Mouvement inédit pour un pays verrouillé qui vivait dans la peur. Et c'est le logiciel de la peur que les militaires et policiers biélorusses ont actionné dès les premières manifestations de l'été. Meneurs de manifestations portés disparus, forces de l'ordre menant des expéditions nocturnes au domicile des figures de l'opposition, journalistes interpellés dans les bars et les restaurants, manifestants frappés avec force, déferlante de violence dans les rues pour dissuader quiconque de rallier un cortège.
Trois jours et trois nuits d'émeutes ont suivi le lendemain de l'élection. Avec des blindés dans les rues. Le photoreporter indépendant Paul Dza vivait dans la crainte de l'interpellation au mileu des coups distribués autour de lui. Et toujours la peur en toile de fond. Svetlana Tikhanovskaïa, leader de l'opposition part en exil en Lituanie et le 29 aout, les médias étrangers se voient, pour la plupart d'entre eux privés d'accréditations. Parmi eux, l'AFP et la BBC.

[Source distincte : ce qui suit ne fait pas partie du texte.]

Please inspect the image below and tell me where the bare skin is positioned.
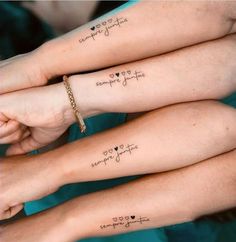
[0,35,236,155]
[0,101,236,219]
[0,151,236,242]
[0,1,236,93]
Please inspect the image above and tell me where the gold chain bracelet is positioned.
[63,75,86,133]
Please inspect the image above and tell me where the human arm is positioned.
[0,147,236,242]
[0,101,236,219]
[0,1,236,93]
[0,35,236,155]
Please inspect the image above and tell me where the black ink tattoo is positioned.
[91,144,138,167]
[96,70,145,87]
[79,17,128,44]
[100,215,150,229]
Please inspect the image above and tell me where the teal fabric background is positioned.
[0,2,236,242]
[25,94,236,242]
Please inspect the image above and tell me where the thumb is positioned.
[0,204,24,220]
[6,136,44,156]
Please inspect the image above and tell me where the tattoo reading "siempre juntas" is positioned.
[96,70,145,87]
[79,17,128,44]
[91,144,138,167]
[100,215,150,229]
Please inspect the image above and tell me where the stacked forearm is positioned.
[47,101,236,185]
[65,35,236,116]
[0,151,236,242]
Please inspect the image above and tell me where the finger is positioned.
[0,120,21,139]
[6,136,45,156]
[0,128,29,144]
[0,204,24,220]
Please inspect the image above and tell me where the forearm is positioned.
[39,2,235,77]
[65,35,236,115]
[44,101,236,185]
[65,151,236,240]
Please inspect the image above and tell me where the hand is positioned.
[0,207,76,242]
[0,83,74,155]
[0,49,50,94]
[0,154,64,220]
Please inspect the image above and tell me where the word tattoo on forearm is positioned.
[96,70,145,87]
[79,17,128,44]
[91,144,138,167]
[100,215,150,229]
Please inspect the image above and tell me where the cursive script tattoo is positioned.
[91,144,138,167]
[79,17,128,44]
[100,215,150,229]
[96,70,145,87]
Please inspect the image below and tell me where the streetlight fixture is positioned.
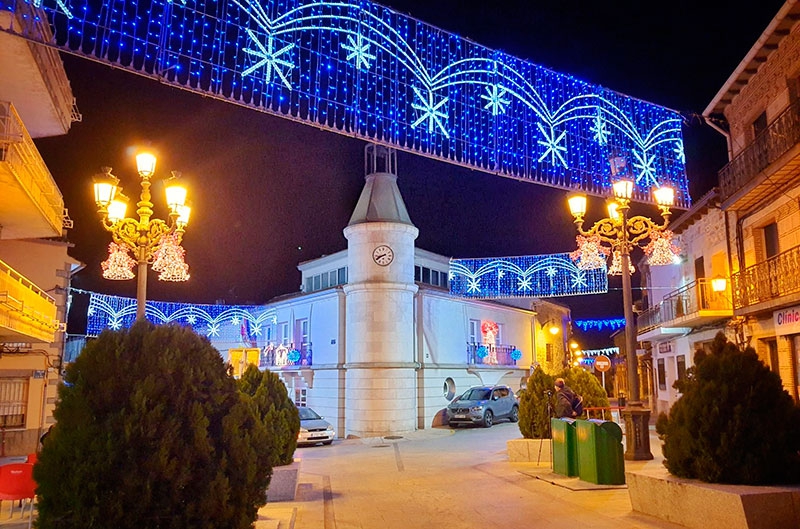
[568,157,677,460]
[94,152,190,319]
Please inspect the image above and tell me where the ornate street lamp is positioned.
[94,152,191,319]
[568,158,677,460]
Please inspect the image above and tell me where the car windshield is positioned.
[461,388,492,400]
[297,408,322,421]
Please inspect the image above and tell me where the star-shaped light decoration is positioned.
[589,114,608,145]
[342,35,377,70]
[411,86,450,138]
[467,277,481,292]
[242,29,294,90]
[481,85,511,116]
[536,123,567,168]
[633,151,658,187]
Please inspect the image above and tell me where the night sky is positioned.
[36,0,782,330]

Cité par l'AFP, Tatiana Melnitchouk journaliste à Minsk : "Le ministère des affaires étrangères biélorusse m’a appelée et m’a signifié l’annulation de mon accréditation et de celle d’une de mes collègues en tant que correspondantes de la BBC. Ils ont exigé que je rende ma carte". Réaction offusquée de Londres : "Nous condamnons dans les termes les plus forts cet étouffement du journalisme indépendant".

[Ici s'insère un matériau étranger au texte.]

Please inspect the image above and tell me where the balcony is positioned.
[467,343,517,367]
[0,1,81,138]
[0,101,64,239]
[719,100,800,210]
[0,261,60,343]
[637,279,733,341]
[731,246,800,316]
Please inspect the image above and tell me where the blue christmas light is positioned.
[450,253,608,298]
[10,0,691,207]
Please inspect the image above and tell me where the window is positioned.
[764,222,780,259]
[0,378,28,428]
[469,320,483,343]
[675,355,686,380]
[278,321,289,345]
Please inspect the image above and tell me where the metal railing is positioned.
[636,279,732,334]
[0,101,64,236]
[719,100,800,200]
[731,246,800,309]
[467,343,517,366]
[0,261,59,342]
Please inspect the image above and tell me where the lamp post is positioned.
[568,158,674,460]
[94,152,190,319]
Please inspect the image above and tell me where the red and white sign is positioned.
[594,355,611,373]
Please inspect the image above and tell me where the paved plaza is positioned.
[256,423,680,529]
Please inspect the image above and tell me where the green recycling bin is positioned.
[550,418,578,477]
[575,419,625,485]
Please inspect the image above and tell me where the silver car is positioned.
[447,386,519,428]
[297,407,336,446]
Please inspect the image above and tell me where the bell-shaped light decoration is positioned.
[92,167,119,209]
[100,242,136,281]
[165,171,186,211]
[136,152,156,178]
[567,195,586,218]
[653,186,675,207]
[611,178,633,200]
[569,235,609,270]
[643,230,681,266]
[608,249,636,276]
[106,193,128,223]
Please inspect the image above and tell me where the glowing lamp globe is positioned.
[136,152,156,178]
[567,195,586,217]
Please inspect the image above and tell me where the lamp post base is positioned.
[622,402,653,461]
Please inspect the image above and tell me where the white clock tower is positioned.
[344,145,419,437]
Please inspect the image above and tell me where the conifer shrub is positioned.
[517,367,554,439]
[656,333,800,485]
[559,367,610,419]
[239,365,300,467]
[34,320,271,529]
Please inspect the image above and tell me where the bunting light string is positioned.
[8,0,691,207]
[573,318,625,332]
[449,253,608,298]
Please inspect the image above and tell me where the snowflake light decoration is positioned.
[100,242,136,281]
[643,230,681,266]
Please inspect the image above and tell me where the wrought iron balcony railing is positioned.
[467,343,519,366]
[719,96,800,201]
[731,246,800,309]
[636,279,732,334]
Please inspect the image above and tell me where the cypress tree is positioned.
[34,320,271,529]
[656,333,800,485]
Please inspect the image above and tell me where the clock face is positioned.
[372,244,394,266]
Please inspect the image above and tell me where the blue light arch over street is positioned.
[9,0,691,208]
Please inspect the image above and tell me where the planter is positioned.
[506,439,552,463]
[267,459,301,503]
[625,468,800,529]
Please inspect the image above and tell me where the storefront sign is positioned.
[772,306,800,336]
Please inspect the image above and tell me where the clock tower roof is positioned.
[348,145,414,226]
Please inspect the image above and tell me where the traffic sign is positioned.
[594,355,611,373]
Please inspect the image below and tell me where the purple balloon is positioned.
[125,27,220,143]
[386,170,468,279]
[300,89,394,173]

Comment exercer sa profession reporter dans ses conditions ? "En se cachant", répond Paul Dza, photoreporter indépendant. Quelques journalistes étrangers font désormais le choix de ne pas s'annoncer en prenant des visas de touristes. Mais aucun média ne peut diligenter de tels procédés. Seuls les free-lance le font, à leurs risques. Car sur place, les interpellations des journalistes sont de plus en plus musclées. Des hommes en noir cagoulés surgissent dans les bars, restaurant, vont directement à la table des reporters, les invectivent, les embarquent, eux et leur matériel, dans un fourgon de police.
Paul Dza n'a jamais revu les journalistes qu'il cotoyait avant l'élection. Il raconte sur franceinfo les intimidations qui mettent une chape de plomb sur les reporters mais n'empêche pas la détermination de celles et ceux qui sont encore sur place et qui veulent informer. "Les réseaux sociaux constituent une lucarne essentielle pour documenter, relayer face aux sites gouvernementaux qui diffusent des reportages qui n'évoquent jamais les manifestations".
La maison du gouvernement mise sur l'essoufflement, la peur devant la repression et les arrestations. Les journalistes sont empêchés de travailler pour ne pas donner de prise aux manifestations. Les témoignages ne sont pas simples à recueillir, car si l'on peut sortir dans la rue pour se noyer dans la masse d'un cortège, parler à voix haute et apparaître en tant qu'individu est plus compliqué.
Alexandre Loukachenko a prêté serment mercredi dernier, dans le plus grand secret. Les gens en colère sont sortis dans la rue pour protester. L'Union Européenne et les USA ont dit ne pas reconnaître le résultat de l'élection. Le sujet sera abordé au prochain sommet européen jeudi et vendredi prochain.